Operations Management Suite (OMS) Log Analytics is a monitoring service for Microsoft Azure. The OMS Log Analytics Firehose Nozzle is a CF component that forwards metrics from the Loggregator Firehose to OMS Log Analytics.

This topic assumes you are using the latest version of the Cloud Foundry Command Line Interface (cf CLI) and a working Elastic Runtime deployment on Azure. See Preparing to Deploy PCF on Azure for more information.

Step 1: Create an OMS Workspace in Azure

See Get started with Log Analytics in the Microsoft Azure documentation to create an OMS workspace.

Step 2: Deploy the Nozzle to Cloud Foundry

  1. Run cf login -a https://api.YOUR-DOMAIN -u YOUR-USERNAME --skip-ssl-validation, replacing YOUR-DOMAIN with your domain and YOUR-USERNAME with your CF username, to authenticate to your CF instance. For example:

    $ cf login -a https://api.example.com -u admin --skip-ssl-validation

  2. Follow the steps below to create a new Cloud Foundry user and grant it access to the Loggregator Firehose using the UAA CLI (UAAC). For more information, see Creating and Managing Users with the UAA CLI (UAAC) and Orgs, Spaces, Roles, and Permissions.

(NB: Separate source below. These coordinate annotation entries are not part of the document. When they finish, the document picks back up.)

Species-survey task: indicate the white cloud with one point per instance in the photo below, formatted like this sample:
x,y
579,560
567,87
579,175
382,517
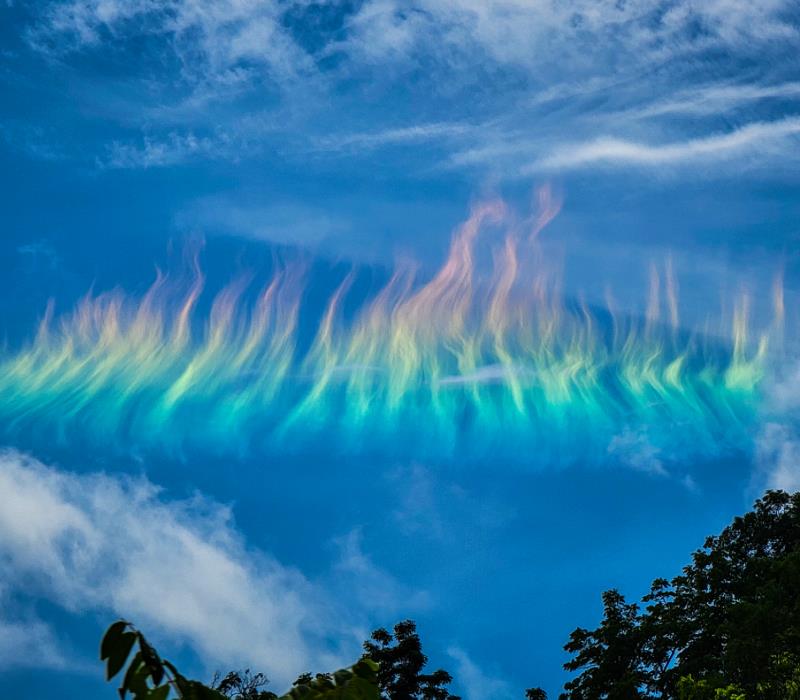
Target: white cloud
x,y
476,684
513,86
778,457
635,450
210,37
754,138
179,568
172,149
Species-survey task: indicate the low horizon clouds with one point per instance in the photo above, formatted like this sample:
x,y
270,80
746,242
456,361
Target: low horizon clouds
x,y
233,604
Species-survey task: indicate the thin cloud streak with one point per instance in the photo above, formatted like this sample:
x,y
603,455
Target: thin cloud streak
x,y
619,152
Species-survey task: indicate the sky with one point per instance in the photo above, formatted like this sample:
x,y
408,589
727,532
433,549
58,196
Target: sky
x,y
320,316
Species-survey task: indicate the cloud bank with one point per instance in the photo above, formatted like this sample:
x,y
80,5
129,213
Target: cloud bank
x,y
179,568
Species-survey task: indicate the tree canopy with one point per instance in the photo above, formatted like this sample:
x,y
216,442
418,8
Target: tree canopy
x,y
726,628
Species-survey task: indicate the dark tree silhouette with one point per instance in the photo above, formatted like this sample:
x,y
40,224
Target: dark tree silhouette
x,y
401,662
728,624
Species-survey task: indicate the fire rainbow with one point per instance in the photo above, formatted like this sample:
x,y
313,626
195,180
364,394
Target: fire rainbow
x,y
450,367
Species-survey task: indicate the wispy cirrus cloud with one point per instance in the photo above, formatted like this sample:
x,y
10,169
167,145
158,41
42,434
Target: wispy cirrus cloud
x,y
506,86
755,139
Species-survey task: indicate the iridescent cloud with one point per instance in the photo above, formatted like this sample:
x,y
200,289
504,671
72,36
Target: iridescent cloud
x,y
455,366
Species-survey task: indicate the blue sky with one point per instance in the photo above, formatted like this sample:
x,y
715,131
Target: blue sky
x,y
357,134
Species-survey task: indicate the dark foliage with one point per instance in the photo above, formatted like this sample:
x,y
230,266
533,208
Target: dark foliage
x,y
401,662
727,626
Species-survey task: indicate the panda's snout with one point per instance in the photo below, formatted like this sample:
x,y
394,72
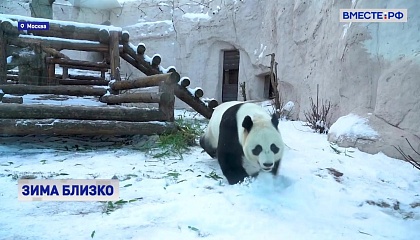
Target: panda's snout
x,y
267,166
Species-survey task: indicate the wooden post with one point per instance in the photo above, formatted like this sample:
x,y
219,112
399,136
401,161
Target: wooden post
x,y
114,55
51,73
65,73
3,62
167,105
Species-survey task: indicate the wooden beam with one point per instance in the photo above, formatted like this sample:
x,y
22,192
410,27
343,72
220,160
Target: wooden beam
x,y
130,50
114,55
83,127
142,97
185,82
134,63
69,81
117,113
71,62
58,90
199,106
3,57
148,81
59,44
12,99
66,29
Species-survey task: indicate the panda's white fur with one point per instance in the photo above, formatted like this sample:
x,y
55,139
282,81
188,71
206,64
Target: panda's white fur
x,y
228,139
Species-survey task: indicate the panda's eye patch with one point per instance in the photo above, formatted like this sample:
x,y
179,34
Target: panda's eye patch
x,y
257,150
274,148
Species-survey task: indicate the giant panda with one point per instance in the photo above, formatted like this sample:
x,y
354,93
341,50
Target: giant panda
x,y
245,139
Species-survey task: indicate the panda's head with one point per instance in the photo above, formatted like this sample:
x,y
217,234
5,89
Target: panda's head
x,y
263,143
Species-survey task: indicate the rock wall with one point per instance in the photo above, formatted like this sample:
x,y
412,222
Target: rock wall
x,y
360,67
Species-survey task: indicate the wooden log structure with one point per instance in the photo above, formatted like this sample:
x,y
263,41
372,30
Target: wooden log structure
x,y
149,81
58,44
116,113
69,81
130,50
184,82
114,55
70,62
199,106
12,99
142,97
3,62
65,29
83,127
58,90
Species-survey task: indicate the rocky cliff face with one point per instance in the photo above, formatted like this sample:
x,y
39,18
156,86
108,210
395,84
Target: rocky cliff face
x,y
360,67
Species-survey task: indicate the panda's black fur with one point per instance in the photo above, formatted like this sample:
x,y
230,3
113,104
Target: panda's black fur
x,y
230,150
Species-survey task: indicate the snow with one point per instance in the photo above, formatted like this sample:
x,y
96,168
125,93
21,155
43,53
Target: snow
x,y
352,126
62,23
376,197
288,106
9,59
195,17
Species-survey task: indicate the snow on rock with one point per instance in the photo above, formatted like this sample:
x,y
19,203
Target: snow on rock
x,y
352,127
196,17
9,59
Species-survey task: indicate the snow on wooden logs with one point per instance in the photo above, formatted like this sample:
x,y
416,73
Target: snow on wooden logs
x,y
117,113
149,81
83,127
58,90
142,97
184,82
62,29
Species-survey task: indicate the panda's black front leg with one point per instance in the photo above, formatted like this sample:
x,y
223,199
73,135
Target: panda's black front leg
x,y
275,168
231,165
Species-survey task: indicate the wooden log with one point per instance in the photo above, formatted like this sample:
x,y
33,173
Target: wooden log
x,y
84,77
212,104
69,81
71,62
99,69
184,82
133,62
156,61
141,49
58,90
58,44
114,55
13,77
54,53
65,29
103,36
117,113
125,37
8,28
184,95
130,50
196,92
149,81
12,99
3,57
167,106
51,73
143,97
83,127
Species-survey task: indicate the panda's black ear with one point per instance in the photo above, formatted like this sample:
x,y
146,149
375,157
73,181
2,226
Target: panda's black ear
x,y
274,120
247,123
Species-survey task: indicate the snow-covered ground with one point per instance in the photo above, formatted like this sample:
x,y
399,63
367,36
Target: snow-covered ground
x,y
321,193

    1. Use uaac target uaa.YOUR-DOMAIN to target your UAA server:
      $ uaac target uaa.example.com --skip-ssl-validation
    2. Run the following command to obtain an access token for the admin client:
      $ uaac token client get admin
    3. Run cf create-user USERNAME PASSWORD, replacing USERNAME with a new username and PASSWORD with a password, to create a new user. For example:
      $ cf create-user firehose-user firehose-password
    4. Run uaac member add cloud_controller.admin USERNAME, replacing USERNAME with the new username, to grant the new user admin permissions. For example:
      $ uaac member add cloud_controller.admin firehose-user
    5. Run uaac member add doppler.firehose USERNAME, replacing USERNAME with the new username, to grant the new user permission to read logs from the Loggregator Firehose endpoint. For example:
      $ uaac member add doppler.firehose firehose-user
  3. Download the OMS Log Analytics Firehose Nozzle BOSH release from Github. Clone the repository and navigate to the oms-log-analytics-firehose-nozzle directory:

    $ git clone https://github.com/Azure/oms-log-analytics-firehose-nozzle.git
    $ cd oms-log-analytics-firehose-nozzle
    
  4. Set the following environment variables in the OMS Log Analytics Firehose Nozzle manifest:

    Environment Variable Description
        applications:
        - name: oms_nozzle
        ...
        env:
          OMS_WORKSPACE: YOUR-WORKSPACE-ID
          OMS_KEY: YOUR-OMS-KEY
    Enter the ID and key value for your OMS workspace.
        OMS_POST_TIMEOUT: 10s
    (Optional) Set the HTTP post timeout for sending events to OMS Log Analytics. The default value is 10 seconds.
        OMS_BATCH_TIME: 10s
    (Optional) Set the interval for posting a batch to OMS. The default value is 10 seconds.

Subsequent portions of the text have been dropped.